Deep learning-based musical version identification: Connecting domain knowledge with data-driven systems
By F. Yesiler

Furkan Yesiler explains to ADASP his work on deep learning-based musical version identification.

Abstract

The version identification (VI) task concerns detecting and retrieving a set of songs that originate from the same underlying musical composition. For more than a decade, VI systems suffered from the accuracy-scalability trade-off, but recent years have witnessed an increase in deep learning-based VI approaches that take a step toward bridging the accuracy-scalability gap.
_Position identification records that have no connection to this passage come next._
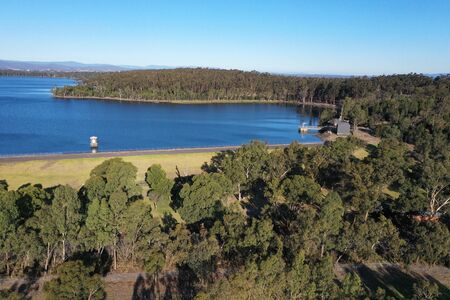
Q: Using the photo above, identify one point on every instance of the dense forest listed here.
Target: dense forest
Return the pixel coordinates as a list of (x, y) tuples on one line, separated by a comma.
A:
[(223, 85), (256, 223)]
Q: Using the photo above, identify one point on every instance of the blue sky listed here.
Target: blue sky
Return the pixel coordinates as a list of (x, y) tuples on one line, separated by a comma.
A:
[(333, 37)]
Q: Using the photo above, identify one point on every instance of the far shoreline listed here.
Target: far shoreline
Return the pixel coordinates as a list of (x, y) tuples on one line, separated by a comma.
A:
[(129, 100)]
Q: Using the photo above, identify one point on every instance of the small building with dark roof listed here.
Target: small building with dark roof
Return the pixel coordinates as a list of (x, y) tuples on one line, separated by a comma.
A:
[(342, 128)]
In this talk, we will go through deep learning-based VI, starting with a musically-motivated method called MOVE. I will point out the design decisions and training strategies that facilitate learning semantically-meaningful embeddings for musical versions. Then, I will introduce two recent works that further improve upon MOVE regarding two perspectives: (1) the accuracy, by addressing the limitations of using only chroma features and analyzing the potential accuracy gains resulting from combining various input representations, and (2) the scalability, by addressing the large embedding sizes and proposing methods to obtain smaller embeddings while maintaining similar accuracies. I will conclude the talk by giving some ideas for the future of VI.

Bio

Furkan Yesiler is an Early Stage Researcher / Ph.D. candidate as a part of the MIP-Frontiers project (MSCA Grant No:765068) at Music Technology Group, Universitat Pompeu Fabra (Barcelona). His Ph.D. research is focused on incorporating deep learning techniques to build accurate and scalable music version identification systems for industrial use-cases. He received his MSc degree in Sound and Music Computing also at MTG, UPF with his thesis on singing voice research. He graduated summa cum laude with two BSc degrees in computer engineering and industrial engineering from Koc University (Istanbul) where he was accepted with a full scholarship. During his bachelor’s studies, he did internships in management consulting, and mergers and acquisitions advisory companies in Istanbul.